Patients were followed for 20.1±10.1 months, with follow-up intervals ranging between 3.2 and 30.0 months. No patients lost to follow-up. Patients were divided into two groups based on median s-Klotho value (>2.44 or ≤2.44 ng/mL) to evaluate the prognostic role of s-Klotho, and the composite end points were compared between the two groups. Of the 56 patients with s-Klotho ≤2.44 ng/mL, 19 patients had Scr doubling, 17 patients underwent RRT, and 2 patients died. Of the 56 patients with s-Klotho > 2.44 ng/mL, 13 patients had Scr doubling, 10 patients underwent RRT, and 2 patient died. Thirty-eight patients with s-Klotho ≤2.44 ng/mL reached the composite end points compared with 25 patients with s-Klotho >2.44 ng/mL (p=0.013) (table 4). Kaplan-Meier curve analysis revealed a significant decrease in the occurrence of the composite outcomes in patients with s-Klotho > 2.44 ng/mL (log-rank test: p=0.007) (figure 3).

View this table:
[Table 4](/content/66/3/669/T4)

Table 4 
Clinical outcomes based on median Klotho value

![Figure 3](/https://d3hme472k3gd2d.cloudfront.net/content/jim/66/3/669/F3.medium.gif)

[Figure 3](/content/66/3/669/F3)

Figure 3 
Kaplan-Meier curves of composite outcome according to median Klotho value (log-rank test, p=0.007).
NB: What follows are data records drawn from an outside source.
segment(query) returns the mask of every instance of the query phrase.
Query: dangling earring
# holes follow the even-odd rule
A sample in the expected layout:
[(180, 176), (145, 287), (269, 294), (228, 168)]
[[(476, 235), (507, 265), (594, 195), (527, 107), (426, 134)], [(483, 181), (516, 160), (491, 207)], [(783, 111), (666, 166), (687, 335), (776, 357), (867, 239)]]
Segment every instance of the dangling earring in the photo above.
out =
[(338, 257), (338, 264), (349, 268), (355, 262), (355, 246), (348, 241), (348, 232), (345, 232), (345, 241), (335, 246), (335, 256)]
As correlation analysis showed that s-Klotho value significantly correlated with FGF23 level, we also assessed the role of FGF23 in predicting adverse outcomes. Kaplan-Meier analysis showed that event-free survival was dramatically higher in patients with FGF23 ≤503.2 pg/mL (log-rank test: p=0.043) (figure 4). In univariate and multivariate Cox analyses, patients in the high s-Klotho group experienced fewer short-term end points; therefore, a lower s-Klotho level was determined as an independent predictor of adverse outcome (HR 3.291, 95% CI 1.056 to 9.823, p=0.048) (table 5). Interestingly, a higher FGF23 level also predicted outcomes with univariate Cox analysis (HR 0.391, 95% CI 0.341 to 0.915, p=0.029) (table 5), but not with multivariate Cox analysis (HR 1.316, 95% CI 0.472 to 3.779, p=0.707) (table 5).

View this table:
[Table 5](/content/66/3/669/T5)

Table 5 
Univariate and multivariate Cox analysis for composite events

![Figure 4](/https://d3hme472k3gd2d.cloudfront.net/content/jim/66/3/669/F4.medium.gif)
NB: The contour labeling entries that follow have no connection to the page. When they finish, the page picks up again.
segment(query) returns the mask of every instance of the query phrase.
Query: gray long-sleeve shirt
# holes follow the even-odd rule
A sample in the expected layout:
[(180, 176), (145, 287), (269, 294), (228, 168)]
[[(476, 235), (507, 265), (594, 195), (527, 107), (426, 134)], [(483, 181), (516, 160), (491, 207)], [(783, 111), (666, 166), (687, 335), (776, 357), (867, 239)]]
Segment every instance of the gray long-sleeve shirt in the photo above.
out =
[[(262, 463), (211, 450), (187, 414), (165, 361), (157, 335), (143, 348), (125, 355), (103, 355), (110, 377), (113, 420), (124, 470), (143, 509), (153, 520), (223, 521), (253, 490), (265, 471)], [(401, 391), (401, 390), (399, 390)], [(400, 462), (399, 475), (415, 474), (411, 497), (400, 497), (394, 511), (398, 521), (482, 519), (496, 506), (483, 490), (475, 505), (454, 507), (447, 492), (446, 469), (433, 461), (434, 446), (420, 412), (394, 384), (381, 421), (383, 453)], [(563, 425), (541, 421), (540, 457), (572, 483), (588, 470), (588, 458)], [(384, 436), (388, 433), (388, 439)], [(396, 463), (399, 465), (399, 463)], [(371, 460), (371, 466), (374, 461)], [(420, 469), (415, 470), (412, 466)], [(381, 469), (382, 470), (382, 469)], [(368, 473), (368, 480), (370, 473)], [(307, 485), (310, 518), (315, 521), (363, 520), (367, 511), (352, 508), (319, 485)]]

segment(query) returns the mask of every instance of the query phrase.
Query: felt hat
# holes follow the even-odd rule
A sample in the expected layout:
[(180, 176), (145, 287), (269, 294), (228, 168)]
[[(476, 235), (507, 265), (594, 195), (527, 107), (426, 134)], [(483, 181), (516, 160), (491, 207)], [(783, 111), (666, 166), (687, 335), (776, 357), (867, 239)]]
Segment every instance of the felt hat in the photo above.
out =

[Figure 4](/content/66/3/669/F4)

Figure 4 
Kaplan-Meier curves of composite outcome according to median FGF23 value (log-rank test, p=0.043).

## Discussion

We found that s-Klotho level was reduced in patients with CKD with severely decreased kidney function, and it independently correlated with eGFR and inversely associated with FGF23 and P levels after adjustment for age in our cross-sectional study. A lowered s-Klotho level could predict deterioration of renal function or CKD progression such as Scr doubling, or initiation of RRT in advanced patients with CKD in our prospective study. These findings suggest that s-Klotho may be a novel biomarker for predicting CKD progression.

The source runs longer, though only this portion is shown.